Forum|Forum|3 years ago
August 17, 2022
11 replies
24600 views

hi guys,
we've got an error on updating ffdb database on our FortiGate.
our device (FG400E - forios 7.0) is in an isolated part of our network and we have to
update it manually. when I run the command for (ffdb update database) it says:
"command fail. return code 49".
would you please tell me what exactly this error means?
thanks.

FortiGate

AEK

SuperUser

Hello

I think the issue may be related with some FTP compatibility issue.

Try the following:

- Check connection logs on FTP server

- Enable FTP debug on FGT and check what's wrong in the debug logs

- Then tune the FTP server or try with another one

AEK

Forti_NewAuthor

Visitor III

Hi AEK, thank you for your reply.

i dont think this error is related to our tftp compatibility issue as it says (get other objects from tftp server OK). because the file has completely uploaded to the device and other files such as antivirus, application control and etc are updated correctly as well. just this ffdb file has this problem.
any one else had face this problem?

Bodyak

Explorer

Hello. Also faced this problem. Did all sorts of ftp debugging. Since the volume of ffdb signatures has increased to 37mb since August, we cannot update. A device with firmware 7.0.3 build0237 is updated, but a device with firmware 7.0.6 is not.

AaronD_

Visitor III

Hi,

Does the update apply regardless of the error? I tried this today on 7.0.6 and got the same error but noticed the IPs were updated.

Forti_NewAuthor

Visitor III

Hi AaronD_,

would you please tell us which database is updating with ffdb package to check it is updated or not? we should check it by diag autoupdate versions command right? so what is the name of database that updates with ffdb package.

thanks.

AaronD_

Visitor III

This is what I see under diag autoupdate versions.
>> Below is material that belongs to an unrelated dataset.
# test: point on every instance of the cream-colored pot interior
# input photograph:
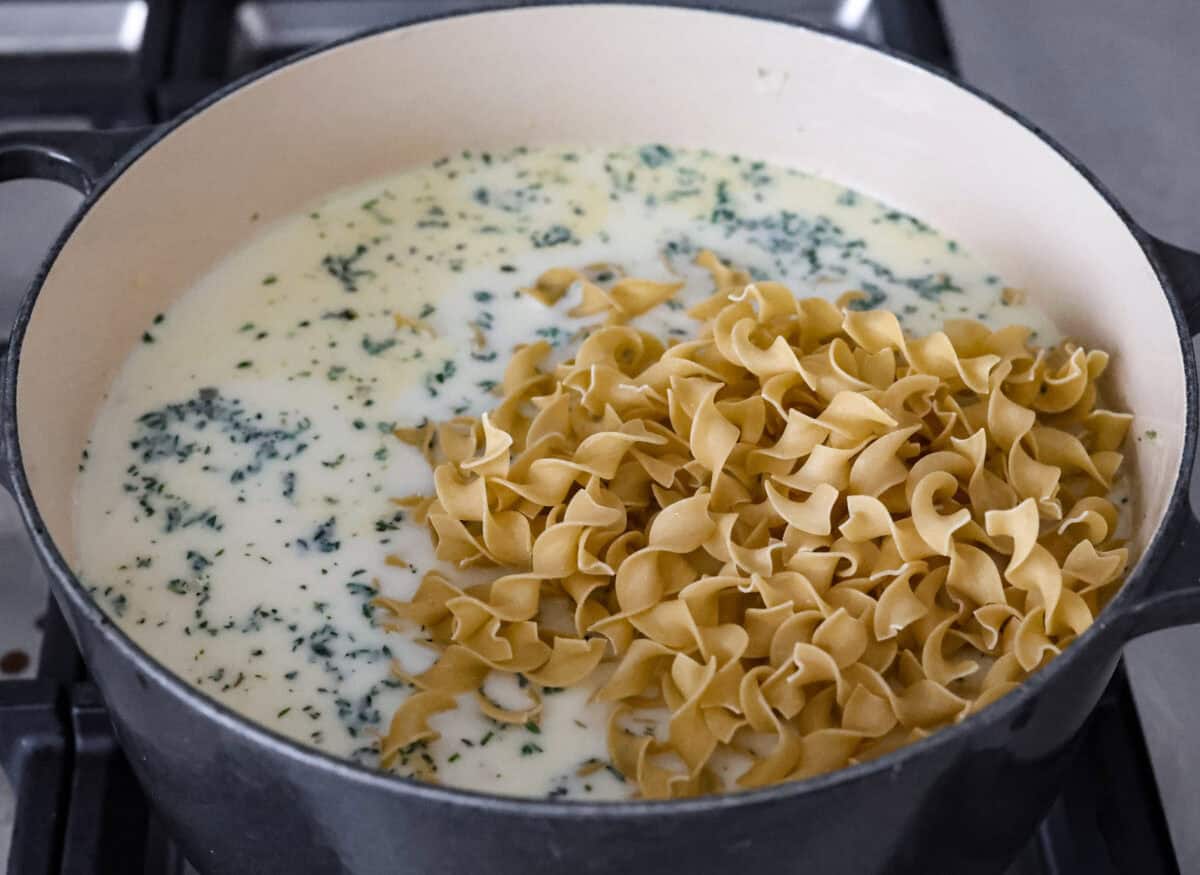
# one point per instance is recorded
(600, 75)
Internet-service Full Database
---------
Version: 7.02621
Contract Expiry Date: n/a
Last Updated using manual update on Wed Aug 24 07:45:00 2022
Last Update Attempt: Wed Aug 24 07:46:51 2022
Result: Connectivity failure

lol

Staff

Hello,

To reply to the initial question

> "command fail. return code 49".
> would you please tell me what exactly this error means?

The CLI error 49 actually means that the password must conform to the system password policy.
I'm not sure how accurate this error code is in this context here.
It could also be used as a catch all error code if something else during file transfer failed.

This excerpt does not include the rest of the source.